The criteria that define a hypercar are as clear as a glass of Metamucil. Is it a seven-digit price tag or a limited-production run necessary to secure the nomination? Or must it have seven Toyota Camrys’ worth of horsepower surrounded by a beautifully sculpted body that’s constructed of exotic materials to qualify? Perhaps a complex powertrain pairing electric motors and a manic internal-combustion engine? Or can the workaday Porsche 911 Turbo S be a hypercar without any of those things?
We’ve previously tested an identical Gentian Blue 911 Turbo S, and it became the quickest 911 that we’ve strapped our Racelogic test equipment to. This time around, the Turbo S was equipped with the $10,340 Lightweight package, which includes fixed carbon-fiber buckets (18-way seats are available at no additional cost), rear-seat delete, less sound deadening material, lightweight glass, and the PASM sport suspension with a 0.4-inch drop. As a result of that weight-loss regimen, this Turbo S tipped the scales at 3566 pounds, a substantial 80 lighter than the standard model and just 344 pounds more than the featherweight GT3.
You’ve read the fuss about the instant torque of electric motors, such as the Tesla Model S Plaid. But the 911 Turbo S is proof that internal combustion shouldn’t be trivialized. With the Sport drive mode selected (Sport Plus deploys the speed-robbing front splitter and rear wing) and launch control activated, a push of the Sport Response button brings the rpm up to 5000. Secure all loose items, then release the brake. The front tires spin as 30 mph arrives in 0.8 second. That’s right, zero-point-eight. In all our years of testing, no other car has ever been able to exceed school-zone speed limits quicker, including the 1020-hp Model S Plaid.
Stick with it, and the brilliant eight-speed dual-clutch gearbox snaps off two shifts before 60 mph flashes by in 2.1 seconds, matching the sprint of the near-million-dollar Porsche 918 Spyder and just a tenth slower than the 986-hp Ferrari SF90 Stradale. The quarter-mile acceleration also lives in the hypercar world. With the 640-hp twin-turbo 3.7-liter flat-six operating at full steam, the Turbo S hits the mark in 9.9 seconds at 139 mph, making it the lowest-horsepower car to break into the nines.
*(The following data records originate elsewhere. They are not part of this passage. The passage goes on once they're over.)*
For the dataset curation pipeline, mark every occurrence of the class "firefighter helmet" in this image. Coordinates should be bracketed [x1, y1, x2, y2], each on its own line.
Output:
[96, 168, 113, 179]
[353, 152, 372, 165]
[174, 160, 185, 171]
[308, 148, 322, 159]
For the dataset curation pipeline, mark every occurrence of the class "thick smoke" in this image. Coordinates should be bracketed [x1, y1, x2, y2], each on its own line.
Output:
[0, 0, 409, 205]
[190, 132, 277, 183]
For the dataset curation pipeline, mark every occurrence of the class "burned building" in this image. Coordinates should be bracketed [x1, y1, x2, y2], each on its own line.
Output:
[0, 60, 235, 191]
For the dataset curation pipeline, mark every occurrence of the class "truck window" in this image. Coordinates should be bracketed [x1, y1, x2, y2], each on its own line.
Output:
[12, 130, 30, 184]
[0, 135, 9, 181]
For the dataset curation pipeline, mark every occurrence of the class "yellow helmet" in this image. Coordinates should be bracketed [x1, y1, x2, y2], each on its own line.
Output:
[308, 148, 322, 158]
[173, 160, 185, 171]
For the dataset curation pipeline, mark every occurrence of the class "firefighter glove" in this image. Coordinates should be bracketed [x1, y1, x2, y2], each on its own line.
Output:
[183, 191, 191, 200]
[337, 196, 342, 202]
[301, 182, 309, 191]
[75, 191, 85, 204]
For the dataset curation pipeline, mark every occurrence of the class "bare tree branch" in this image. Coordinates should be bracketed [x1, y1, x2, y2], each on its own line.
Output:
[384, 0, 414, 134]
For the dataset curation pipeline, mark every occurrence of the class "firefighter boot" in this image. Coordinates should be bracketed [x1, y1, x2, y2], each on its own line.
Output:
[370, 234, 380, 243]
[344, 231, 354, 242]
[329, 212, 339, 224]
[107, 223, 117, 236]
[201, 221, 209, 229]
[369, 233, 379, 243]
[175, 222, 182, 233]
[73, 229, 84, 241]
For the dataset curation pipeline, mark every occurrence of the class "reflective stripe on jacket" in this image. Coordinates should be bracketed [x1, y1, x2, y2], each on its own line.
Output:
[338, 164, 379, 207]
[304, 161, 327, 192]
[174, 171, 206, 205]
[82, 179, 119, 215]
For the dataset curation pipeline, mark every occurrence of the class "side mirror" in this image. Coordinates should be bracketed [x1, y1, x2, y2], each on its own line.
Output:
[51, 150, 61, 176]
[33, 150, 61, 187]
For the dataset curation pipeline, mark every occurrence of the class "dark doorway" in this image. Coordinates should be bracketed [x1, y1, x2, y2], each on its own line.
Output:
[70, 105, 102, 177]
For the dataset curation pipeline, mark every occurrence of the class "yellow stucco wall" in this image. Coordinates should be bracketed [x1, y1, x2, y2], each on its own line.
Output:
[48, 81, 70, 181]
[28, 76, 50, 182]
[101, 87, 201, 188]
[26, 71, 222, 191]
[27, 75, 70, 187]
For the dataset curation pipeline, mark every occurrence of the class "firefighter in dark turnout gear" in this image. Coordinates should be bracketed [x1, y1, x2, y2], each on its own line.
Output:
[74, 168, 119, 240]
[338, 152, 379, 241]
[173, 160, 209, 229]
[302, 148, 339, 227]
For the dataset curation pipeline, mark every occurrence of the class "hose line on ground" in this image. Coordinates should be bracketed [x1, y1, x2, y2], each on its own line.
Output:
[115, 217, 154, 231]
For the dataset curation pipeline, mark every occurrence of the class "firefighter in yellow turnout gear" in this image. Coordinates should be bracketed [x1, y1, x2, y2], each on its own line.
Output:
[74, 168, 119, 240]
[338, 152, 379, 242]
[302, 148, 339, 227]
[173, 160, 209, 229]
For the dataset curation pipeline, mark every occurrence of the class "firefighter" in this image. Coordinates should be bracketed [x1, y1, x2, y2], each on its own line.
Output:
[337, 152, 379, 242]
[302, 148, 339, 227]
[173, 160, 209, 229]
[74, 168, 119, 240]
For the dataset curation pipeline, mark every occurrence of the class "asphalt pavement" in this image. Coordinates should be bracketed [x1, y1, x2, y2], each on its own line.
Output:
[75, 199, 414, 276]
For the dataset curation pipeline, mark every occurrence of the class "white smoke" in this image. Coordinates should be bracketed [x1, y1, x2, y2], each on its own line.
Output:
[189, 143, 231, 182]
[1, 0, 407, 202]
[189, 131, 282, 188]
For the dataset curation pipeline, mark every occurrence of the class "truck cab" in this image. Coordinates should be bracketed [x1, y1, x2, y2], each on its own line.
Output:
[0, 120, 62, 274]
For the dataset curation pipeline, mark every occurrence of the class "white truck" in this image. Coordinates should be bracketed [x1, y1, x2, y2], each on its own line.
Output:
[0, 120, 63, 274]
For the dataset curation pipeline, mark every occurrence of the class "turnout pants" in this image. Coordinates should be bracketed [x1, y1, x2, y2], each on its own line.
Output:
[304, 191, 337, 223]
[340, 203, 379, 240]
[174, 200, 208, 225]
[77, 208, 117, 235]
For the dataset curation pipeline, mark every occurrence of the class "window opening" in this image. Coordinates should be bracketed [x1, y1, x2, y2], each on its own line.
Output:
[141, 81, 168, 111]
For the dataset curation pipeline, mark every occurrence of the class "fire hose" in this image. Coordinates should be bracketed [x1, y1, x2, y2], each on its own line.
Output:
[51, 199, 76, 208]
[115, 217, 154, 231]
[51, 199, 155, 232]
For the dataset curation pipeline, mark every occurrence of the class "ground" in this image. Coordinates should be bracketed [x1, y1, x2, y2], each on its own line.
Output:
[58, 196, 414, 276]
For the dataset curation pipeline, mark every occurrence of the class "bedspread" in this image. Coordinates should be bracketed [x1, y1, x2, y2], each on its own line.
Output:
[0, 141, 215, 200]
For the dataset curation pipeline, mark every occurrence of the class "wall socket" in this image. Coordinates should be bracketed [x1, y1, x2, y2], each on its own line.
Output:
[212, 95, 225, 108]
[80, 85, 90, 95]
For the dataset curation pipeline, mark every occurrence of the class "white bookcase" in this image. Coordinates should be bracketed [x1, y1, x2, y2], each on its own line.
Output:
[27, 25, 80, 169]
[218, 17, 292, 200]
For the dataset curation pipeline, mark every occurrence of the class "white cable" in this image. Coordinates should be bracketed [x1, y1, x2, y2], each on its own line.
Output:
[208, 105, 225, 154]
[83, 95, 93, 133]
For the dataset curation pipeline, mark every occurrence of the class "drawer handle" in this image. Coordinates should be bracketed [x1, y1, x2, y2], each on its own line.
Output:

It’s also 0.2 second quicker than the non-Lightweight Turbo S and 0.5 second ahead of the stunning $3.6 million Pagani Huayra Roadster BC.
It’s not just how the Turbo S turns its available horsepower into straight-line speed that nudges it into the hypercar realm, but how it drives. Ascending Angeles Crest Highway, outside of Los Angeles, consists of 66 miles of squiggles and switchbacks linked by short straights that the Turbo S evaporates. The hundreds of corners stack on each other like Las Vegas cards in a shoe, with the 16.5-inch carbon-ceramic front rotors and 10-piston calipers dealing more than enough braking power and durability than needed for the mountain road—stops from 70 mph require a tidy 139 feet and stopping from 100 mph takes 279 feet. The Turbo’s wide footprint slices through apexes with help from rear-axle steering that tucks the rear end in line in a seemingly magical way. And the Porsche-spec Pirelli P Zero PZ4s hang on all the way up to 1.12 g’s, an impressive amount of stick from non-track-focused tires.
Taking a breather from sawing at the wheel provides time to reflect on the climb up and over the San Gabriel Mountains. At the 7903-foot summit, the Turbo S’s twin altitude compensators keep the engine at full tilt, whereas the 911 GT3’s naturally aspirated 4.0-liter flat-six would likely gasp for oxygen. And in the Turbo S with the rear seats removed and the sound insulation gutted, the barks and crackles from the Sport exhaust’s tailpipes reverberating throughout the cabin provide just as much aural intensity as the GT3. At wide-open throttle, we recorded a thundering 101 decibels, 10 decibels louder than the previous Turbo S we tested—that’s a lot.
We expected the firm ride of the Turbo S to be intensified by these seats, in which a thin layer of foam is all that separates the structure from tailbone. However, whether on Los Angeles’s network of highways or high up in the canyons, the stiff chassis tuning never proved offensive. And while initial ingress to the fixed-back buckets might resemble Simone Biles on the uneven bars, climbing in gets easier with practice, and the lateral support is worth the tradeoff.
At $215,190, a Turbo S with the Lightweight package isn’t cheap, but in the world of sub-10-second machines, it’s a relative bargain. With everyday usability, blistering speed, and exemplary handling, this Turbo S is a hypercar hiding in plain sight.